The German defender appeared to stamp on Januzaj in the last minute of Fulham's 3-1 defeat to United, but the incident was not seen by referee Lee Probert or his assistants.
Previously Probert would have been asked to review all available footage of the incident and then ask what action he would have taken had he seen it.
But in a pilot project, an FA panel of three former referees - Steve Dunn, Eddie Wolstenholme and Alan Wiley - make a ruling on what they believe the official would have done had he seen it.
For an FA charge to follow, all three panel members must agree it is a sending-off offence. In the instance of Riether, the panel were of the unanimous decision that it was an act of violent conduct.
The defender has until 6pm on Tuesday to respond to the charge.
United boss David Moyes, speaking just before the FA confirmed the charge, said: "I hadn't seen it until after the game. It's a bad stamp and it does look deliberate but that's for the referee to sort of deal with on the day...or they look at it differently. It's over now.

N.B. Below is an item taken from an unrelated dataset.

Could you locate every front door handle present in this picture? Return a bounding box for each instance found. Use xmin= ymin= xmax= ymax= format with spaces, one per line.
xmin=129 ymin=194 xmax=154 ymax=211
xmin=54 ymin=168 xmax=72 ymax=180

"But I do think Adnan needs a little bit of protection or we are going to find he's getting kicked up and down. I do think he deserves a little more than he's getting at this present time.
"He gets kicked up and down in training every day and he gets on with it. He's learnt from the good professionals to get on with it and accept it. He only needs to look at Lionel Messi. He's the best at getting up. We hope Adnan, and I'm not comparing him to Messi - we hope he can react like Messi - but he does need protection.
"It's not a case of asking for protection. It's up to the referees to do what's right. But we will never ask for it."
An FA statement said: "Fulham's Sascha Riether has been charged by the FA for violent conduct following an incident which was not seen by the match officials but caught on video during his side's game against Manchester United on November 2 2013.
"The charge is in relation to an incident involving the defender and United's Adnan Januzaj which occurred in added time of Saturday's match at Craven Cottage.
"Riether is the first player to have been charged retrospectively by the FA under a new pilot project for potential 'not seen' incidents in Premier League matches.
"Previously, where the match officials had confirmed to The FA that none of them had seen an incident, the match referee was then asked to review all available video evidence before being asked what action, if any, he would have taken had it been seen.
"Under the new process, if an incident has not been seen by the match officials, a three-man panel of former elite referees Steve Dunn, Eddie Wolstenholme and Alan Wiley will be asked by the FA to review it and advise what, if any action, they believe the match referee should have taken had it been witnessed at the time.
"The panel were of the unanimous decision that it was an act of violent conduct."